Post Numéro: 44 de Dog Red 25 Mar 2015, 00:19
Pour revenir à l'état d'esprit des Allemands à dater du 7 juin 1944, Antony BEEVOR apporte d'intéressantes réflexions dans son "D-Day".
Ainsi, une semaine après le débarquement : "Les craintes de DEMPSEY que le front s'enlisât se vérifièrent".
Le commandant de la 2nd British Army se trouve donc dans une impasse alors mêmes que les forces blindées allemandes sont seulement en route et qu'il n'a devant lui que les 3 divisions Panzer déjà citées pour avoir rejoint le front les 6 et 7 juin ! Proprement paradoxale de la part de l'agresseur sensément bien préparé.
"La première étude du comportement au feu avait été réalisée en Sicile en 1943. Un MONTGOMERY consterné avait interdit la diffusion du rapport, craignant ses effets sur le moral des troupes, et le carrière de l'officier qui l'avait rédigé en pâtit. [...] Même les officiers de l'Armée rouge étaient certains que six soldats sur dix ne tiraient jamais au combat, ce qui incita l'un de leurs commandants à suggérer que l'on inspectât les armes après coup et que quiconque trouvé avec un canon propre fût traité en déserteur."
Pour en venir aux Allemands en Normandie :
"Ce profil se retrouvait certainement dans les divisions allemandes lambda mais certainement pas dans les unités d'élite de panzergrenadiers et de parachutistes, et encore moins dans la Waffen-SS fanatisée. Celles-ci étaient convaincues de la légitime domination de l'Allemagne et de la 'victoire finale' [...] Cependant le moral du Landser allemand en Normandie était fragile. Le ministère de la Propagande et ses propres officiers lui avaient tant promis. Beaucoup avaient accueilli le débarquement comme une occasion de régler les comptes avec les bombardements alliés et, en écrasant l'ennemi, de mettre la fin à la guerre."

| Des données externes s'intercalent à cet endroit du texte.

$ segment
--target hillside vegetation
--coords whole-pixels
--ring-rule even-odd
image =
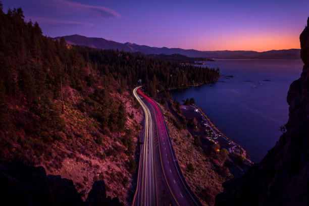
[[[127,201],[142,119],[131,89],[141,79],[156,95],[215,81],[219,71],[54,41],[25,22],[21,9],[3,8],[0,160],[72,179],[84,199],[104,179],[108,195]]]

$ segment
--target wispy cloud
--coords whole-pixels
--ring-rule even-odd
[[[94,26],[93,24],[75,21],[65,20],[63,19],[50,19],[49,18],[27,16],[27,19],[31,19],[32,22],[37,22],[39,24],[48,24],[56,26],[80,26],[84,27],[90,27]]]
[[[91,15],[99,17],[115,17],[117,18],[121,17],[121,16],[118,12],[107,7],[77,3],[66,0],[52,0],[51,2],[57,3],[57,5],[53,4],[53,6],[66,8],[69,13],[70,11],[79,10],[85,13],[90,12]]]

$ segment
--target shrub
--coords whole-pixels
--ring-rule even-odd
[[[125,187],[126,187],[129,184],[129,178],[127,176],[125,176],[122,180],[122,184]]]
[[[130,172],[134,173],[136,170],[136,163],[133,157],[131,156],[129,161],[129,171]]]
[[[195,170],[195,169],[194,169],[194,167],[193,166],[193,164],[191,163],[189,163],[187,165],[187,169],[188,169],[188,171],[189,171],[189,172],[191,173],[193,173],[193,172],[194,172],[194,171]]]
[[[196,146],[200,146],[201,144],[200,142],[200,138],[199,138],[199,136],[197,135],[195,138],[194,139],[194,141],[193,142],[194,145]]]

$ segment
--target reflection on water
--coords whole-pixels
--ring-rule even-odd
[[[197,106],[225,134],[259,162],[281,135],[288,118],[286,96],[300,76],[300,60],[216,60],[217,82],[171,92],[179,100],[193,97]],[[233,76],[233,77],[229,76]]]

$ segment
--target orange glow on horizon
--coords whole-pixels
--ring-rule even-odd
[[[209,41],[201,39],[199,43],[190,43],[191,47],[203,51],[230,50],[266,52],[300,48],[299,35],[291,34],[283,36],[280,34],[273,34],[244,36],[237,36],[235,34],[228,37],[221,36],[215,40]]]

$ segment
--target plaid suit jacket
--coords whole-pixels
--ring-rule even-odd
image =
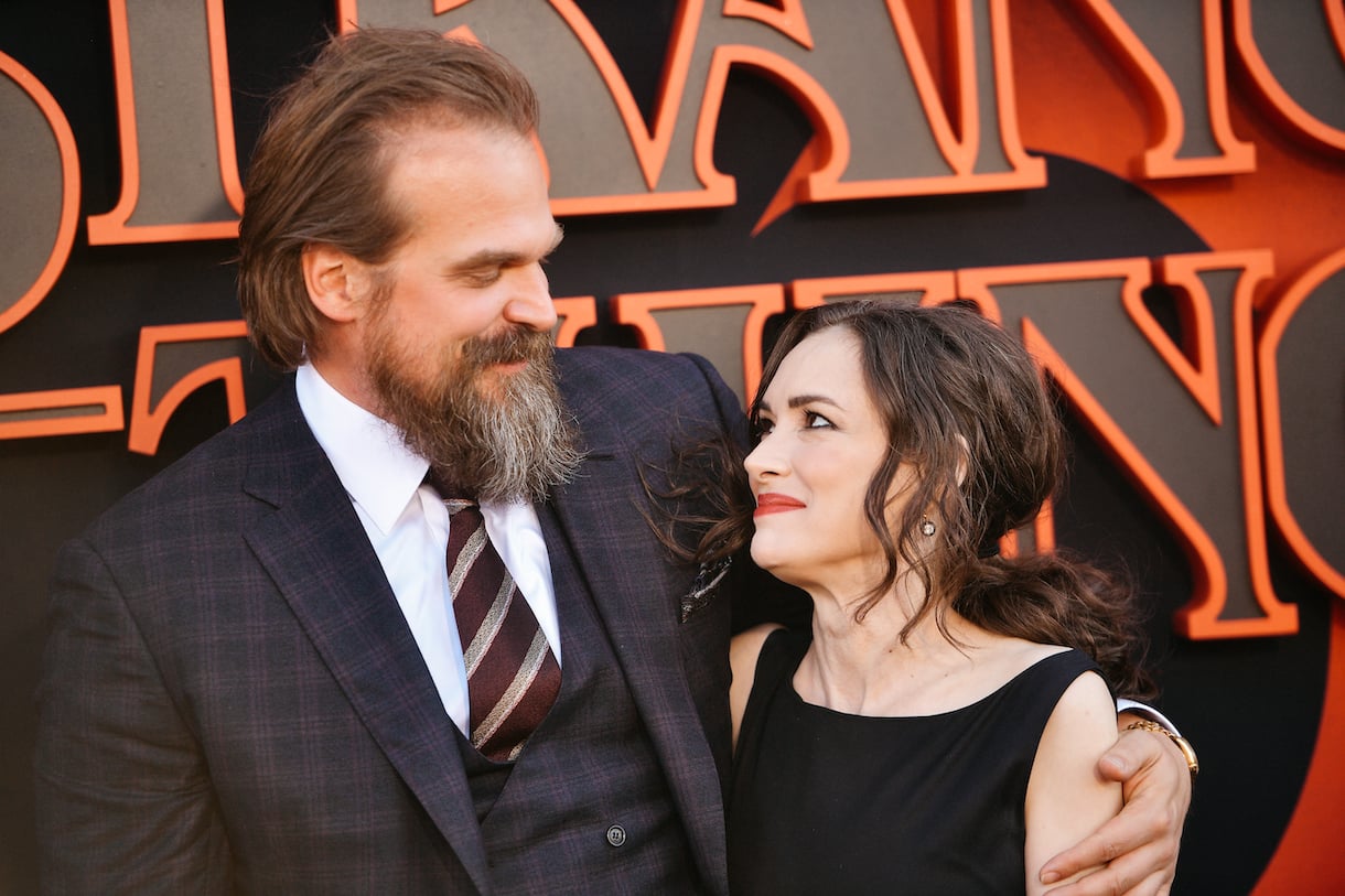
[[[588,459],[554,495],[702,880],[726,892],[729,596],[642,514],[642,464],[741,426],[693,357],[558,352]],[[39,685],[51,892],[490,892],[453,725],[293,385],[63,546]],[[582,889],[555,857],[538,889]]]

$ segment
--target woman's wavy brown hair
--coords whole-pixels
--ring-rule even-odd
[[[927,597],[902,640],[931,615],[952,640],[946,623],[952,608],[989,631],[1076,647],[1098,661],[1119,693],[1151,696],[1139,666],[1143,620],[1120,576],[1063,553],[1007,558],[995,550],[1001,537],[1029,523],[1052,496],[1065,452],[1052,397],[1022,344],[960,303],[857,300],[810,308],[790,320],[767,359],[749,409],[753,424],[784,357],[833,327],[855,336],[865,385],[889,440],[863,507],[885,572],[861,600],[857,619],[901,576],[913,574]],[[902,464],[916,475],[892,521],[889,494]],[[742,479],[724,492],[742,495]],[[702,560],[752,537],[751,502],[728,503],[732,510],[702,529]],[[932,549],[920,533],[925,517],[937,529]]]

[A propos d'un sous-officier de la Hohenstaufen écrivant le 6 juin] Quand j'ai entendu la nouvelle à la radio aujourd'hui à midi, je m'en suis franchement réjoui par ce que cette invasion nous rapproche considérablement de la conclusion de la guerre. [Quatre jours plus tard, le même sous-officier écrit] Si l'invasion n'est pas repoussée aussi rapidement que certains le croient, nous pouvons tout de même garder un espoir, car les choses évoluent. Et nous avons toujours les frappes de représailles."
Toujours selon BEEVOR, à une mauvaise nouvelle succédait toujours un nouvel espoir, le mensonge grossissant d'autant :
- le mur de l'Atlantique est imprenable ;
- la Luftwaffe et les U-Boote écraseront la flotte d'invasion ;
- une contre-offensive massive rejettera les Alliés à la mer ;
- les armes de représailles forceront l'Angleterre à la paix ;
- les nouveaux chasseurs à réaction anéantiront l'aviation alliée.

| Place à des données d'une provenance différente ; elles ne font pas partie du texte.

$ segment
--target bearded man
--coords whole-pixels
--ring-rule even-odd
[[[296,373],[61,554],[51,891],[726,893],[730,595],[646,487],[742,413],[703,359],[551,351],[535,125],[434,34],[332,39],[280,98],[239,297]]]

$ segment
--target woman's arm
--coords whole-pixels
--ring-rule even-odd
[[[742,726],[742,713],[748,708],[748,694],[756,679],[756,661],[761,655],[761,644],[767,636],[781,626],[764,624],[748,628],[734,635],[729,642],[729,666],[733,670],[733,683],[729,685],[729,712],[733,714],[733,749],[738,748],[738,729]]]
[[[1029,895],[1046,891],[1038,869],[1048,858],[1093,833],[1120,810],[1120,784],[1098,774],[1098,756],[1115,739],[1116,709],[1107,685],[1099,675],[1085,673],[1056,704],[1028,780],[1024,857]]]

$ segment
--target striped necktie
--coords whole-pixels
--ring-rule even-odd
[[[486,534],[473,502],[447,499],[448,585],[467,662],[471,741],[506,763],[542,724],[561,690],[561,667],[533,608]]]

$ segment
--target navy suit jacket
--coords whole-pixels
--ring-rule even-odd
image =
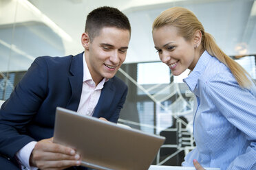
[[[13,158],[28,143],[53,136],[56,108],[78,109],[83,69],[83,53],[36,58],[0,110],[2,156]],[[104,84],[93,117],[116,123],[127,93],[122,81],[110,79]]]

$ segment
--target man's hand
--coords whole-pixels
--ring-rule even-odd
[[[204,169],[201,165],[198,162],[197,160],[193,160],[193,163],[194,164],[194,166],[195,166],[195,168],[196,170],[205,170],[205,169]]]
[[[59,170],[81,165],[81,156],[75,150],[54,143],[53,138],[39,141],[30,158],[30,166],[40,169]]]
[[[100,120],[103,120],[103,121],[109,121],[108,120],[107,120],[106,119],[105,119],[104,117],[100,117],[99,118]]]

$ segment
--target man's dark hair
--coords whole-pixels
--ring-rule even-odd
[[[131,34],[131,25],[127,16],[115,8],[100,7],[87,15],[85,32],[89,34],[92,41],[105,27],[129,30]]]

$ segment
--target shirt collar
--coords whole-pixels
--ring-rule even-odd
[[[190,73],[188,77],[183,80],[183,82],[186,83],[192,92],[195,90],[196,85],[198,84],[198,79],[200,75],[204,71],[207,64],[211,58],[212,56],[206,51],[204,51],[199,58],[195,68]]]
[[[95,86],[95,83],[92,80],[91,73],[89,73],[87,64],[85,60],[85,53],[83,54],[83,82],[86,82],[89,86]],[[109,79],[103,78],[103,80],[98,84],[97,88],[101,89],[103,88],[104,84],[109,81]]]

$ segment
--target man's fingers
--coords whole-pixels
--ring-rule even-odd
[[[54,152],[38,152],[34,155],[35,160],[41,160],[44,161],[47,160],[78,160],[81,159],[81,156],[78,154],[73,156],[67,155],[61,153],[54,153]]]
[[[193,163],[195,166],[195,168],[197,169],[197,170],[205,170],[202,166],[198,162],[197,160],[193,160]]]
[[[39,162],[37,165],[41,169],[63,169],[72,166],[81,165],[81,160],[58,160]]]
[[[46,152],[61,153],[71,156],[76,154],[75,150],[70,147],[52,143],[52,138],[40,141],[36,144],[34,149]]]

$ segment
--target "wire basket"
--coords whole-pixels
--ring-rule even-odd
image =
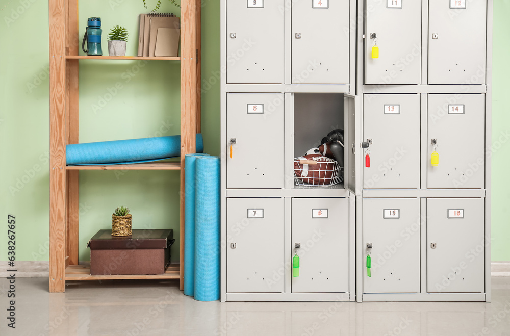
[[[336,161],[320,162],[311,165],[301,163],[303,158],[294,159],[294,183],[296,186],[330,187],[343,181],[343,168]]]

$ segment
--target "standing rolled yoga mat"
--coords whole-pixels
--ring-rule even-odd
[[[191,296],[195,292],[195,163],[204,155],[187,154],[184,159],[184,294]]]
[[[220,298],[220,159],[198,157],[195,227],[195,299]]]

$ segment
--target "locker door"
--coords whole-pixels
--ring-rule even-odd
[[[363,293],[420,292],[420,221],[418,198],[363,199]]]
[[[227,188],[284,188],[284,105],[283,94],[227,94]]]
[[[227,292],[284,291],[285,211],[283,198],[227,200]]]
[[[292,255],[297,252],[300,263],[292,293],[348,292],[349,199],[293,198],[292,204]]]
[[[481,198],[427,200],[429,293],[484,291],[484,208]]]
[[[349,3],[293,0],[293,84],[349,83]]]
[[[429,0],[429,84],[485,83],[487,2]]]
[[[484,130],[485,95],[428,95],[428,188],[484,187]],[[439,156],[436,166],[431,161],[432,139]]]
[[[228,83],[285,82],[285,0],[228,0]]]
[[[372,144],[363,188],[419,188],[420,95],[366,94],[364,100],[363,139]]]
[[[365,84],[421,83],[421,8],[417,0],[367,1]],[[375,59],[373,33],[379,49]]]

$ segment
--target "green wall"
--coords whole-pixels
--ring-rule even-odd
[[[49,81],[48,2],[18,0],[0,4],[0,214],[16,216],[18,260],[48,259]],[[156,0],[147,0],[154,5]],[[202,0],[202,127],[205,150],[219,153],[219,1]],[[494,40],[504,41],[510,0],[495,1]],[[23,6],[24,5],[24,6]],[[80,40],[86,19],[98,16],[108,31],[119,24],[130,33],[128,55],[138,46],[141,0],[80,2]],[[178,10],[163,0],[160,12]],[[104,32],[104,35],[107,32]],[[502,37],[502,38],[498,38]],[[104,39],[104,41],[105,39]],[[105,43],[106,44],[106,43]],[[500,139],[510,126],[503,100],[510,76],[510,44],[495,45],[493,113],[492,259],[510,260],[510,146]],[[107,51],[105,48],[105,53]],[[151,61],[80,61],[82,142],[179,134],[179,63]],[[120,90],[112,88],[118,85]],[[502,141],[501,140],[505,141]],[[508,143],[510,143],[509,142]],[[497,147],[497,148],[496,148]],[[128,205],[135,228],[171,227],[178,236],[177,171],[82,171],[80,175],[80,257],[98,229],[108,228],[112,210]],[[4,227],[5,227],[5,226]],[[0,235],[5,246],[6,235]],[[177,245],[178,243],[177,242]],[[173,249],[178,251],[178,246]],[[0,253],[0,260],[6,260]],[[178,256],[173,256],[176,260]]]

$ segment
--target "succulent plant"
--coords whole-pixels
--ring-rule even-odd
[[[115,216],[126,216],[129,215],[129,209],[125,206],[119,206],[113,213]]]
[[[108,34],[108,41],[125,41],[128,42],[128,30],[118,24],[112,28]]]

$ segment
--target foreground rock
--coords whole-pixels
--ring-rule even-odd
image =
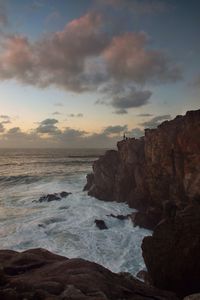
[[[199,137],[197,110],[118,142],[118,151],[94,162],[85,189],[100,200],[127,202],[140,211],[137,225],[154,229],[166,217],[166,202],[180,210],[200,195]]]
[[[104,222],[104,220],[95,220],[94,221],[96,226],[100,229],[100,230],[104,230],[104,229],[108,229],[106,223]]]
[[[59,200],[62,200],[63,198],[68,197],[71,194],[72,193],[68,193],[68,192],[47,194],[47,195],[44,195],[44,196],[40,197],[40,199],[38,200],[38,202],[59,201]]]
[[[67,259],[43,249],[0,251],[2,300],[176,300],[83,259]]]
[[[144,238],[142,250],[156,287],[181,296],[200,292],[200,205],[163,220]]]

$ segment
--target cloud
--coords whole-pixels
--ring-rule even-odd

Et encore : "Les mystifications incessantes de GOEBBELS agissaient comme une drogue sur le moral du soldat de première ligne mais, quand leur effet cessait, il se retrouvait véritablement épuisé. Pour les soldats SS en particulier, la foi se rapprochait fortement d'une forme d'addiction. Mais pour bien des soldats et des officiers allemands, la Normandie allait confirmer de manière douloureuse les doutes qu'ils nourrissaient peut être sur l'issue du conflit."